AWS Well-architected framework - points to be noted
- Aniket Patel
- Aws , Well architected , Security , Cost optimization
- August 22, 2023
Introduction
I’m passionate about learning different frameworks for creating checklists. These checklists can help you make cost-effective, resilient, and secure infrastructure. One of the frameworks that can help you build great SaaS software is the 12 Factors app . This framework emphasises automation, maximum portability, minimising divergence, and infrastructure and software that can scale without significant changes to tooling, architecture or development practices. It proven to be really helpful to use these frameworks.
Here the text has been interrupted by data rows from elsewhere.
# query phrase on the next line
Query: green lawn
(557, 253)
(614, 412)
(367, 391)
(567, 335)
In India, There is story called “Samundra-Manthan” (Churning of the ocean of milk) which churned out fourteen different things. “Dhanvanthri” (the physician of gods) was rose from the water holding the supreme treasure “the Amrita” was one of those. “the Amrita” was elixir of immortality to help devas gain there power back(Good gods). [Read more about the story ]
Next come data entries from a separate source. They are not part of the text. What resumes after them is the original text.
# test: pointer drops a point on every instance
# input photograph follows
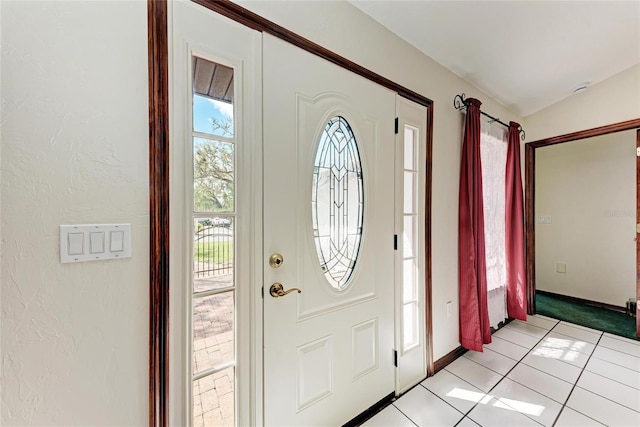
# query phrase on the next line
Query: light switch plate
(92, 242)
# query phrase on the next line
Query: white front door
(328, 350)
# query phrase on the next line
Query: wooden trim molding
(428, 299)
(529, 218)
(637, 240)
(158, 63)
(530, 193)
(238, 13)
(587, 133)
(445, 360)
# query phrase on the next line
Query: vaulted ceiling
(526, 54)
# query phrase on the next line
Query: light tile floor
(542, 372)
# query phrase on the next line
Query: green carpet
(598, 318)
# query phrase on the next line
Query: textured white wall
(345, 30)
(74, 150)
(588, 189)
(614, 100)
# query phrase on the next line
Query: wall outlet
(544, 219)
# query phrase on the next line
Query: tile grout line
(508, 372)
(564, 405)
(615, 381)
(400, 410)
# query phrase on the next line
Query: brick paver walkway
(213, 333)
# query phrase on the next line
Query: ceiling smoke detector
(580, 87)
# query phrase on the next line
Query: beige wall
(611, 101)
(74, 337)
(344, 29)
(578, 184)
(588, 189)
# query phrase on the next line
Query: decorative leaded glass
(337, 202)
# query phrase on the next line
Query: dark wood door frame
(158, 63)
(637, 239)
(530, 170)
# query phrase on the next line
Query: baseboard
(368, 413)
(439, 364)
(584, 301)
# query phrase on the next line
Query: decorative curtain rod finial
(459, 101)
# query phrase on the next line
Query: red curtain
(474, 315)
(514, 229)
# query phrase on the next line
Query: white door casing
(411, 159)
(328, 354)
(195, 30)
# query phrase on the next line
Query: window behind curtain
(493, 152)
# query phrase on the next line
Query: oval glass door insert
(337, 202)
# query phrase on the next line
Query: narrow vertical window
(410, 301)
(214, 229)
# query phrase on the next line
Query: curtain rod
(460, 103)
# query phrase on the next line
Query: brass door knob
(276, 260)
(277, 290)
Same way AWS and AWS solutions architect have years of experience architecting solutions across wide variety of business verticals and use-cases. Just like churning out of ocean AWS have churned out this AWS well architected framework - This framework outlines best practices and core strategies for designing systems using AWS. It provides a consistent set of practices for customers and partners to evaluate architecture and a set of questions for evaluating how well an architecture aligns with AWS best practices.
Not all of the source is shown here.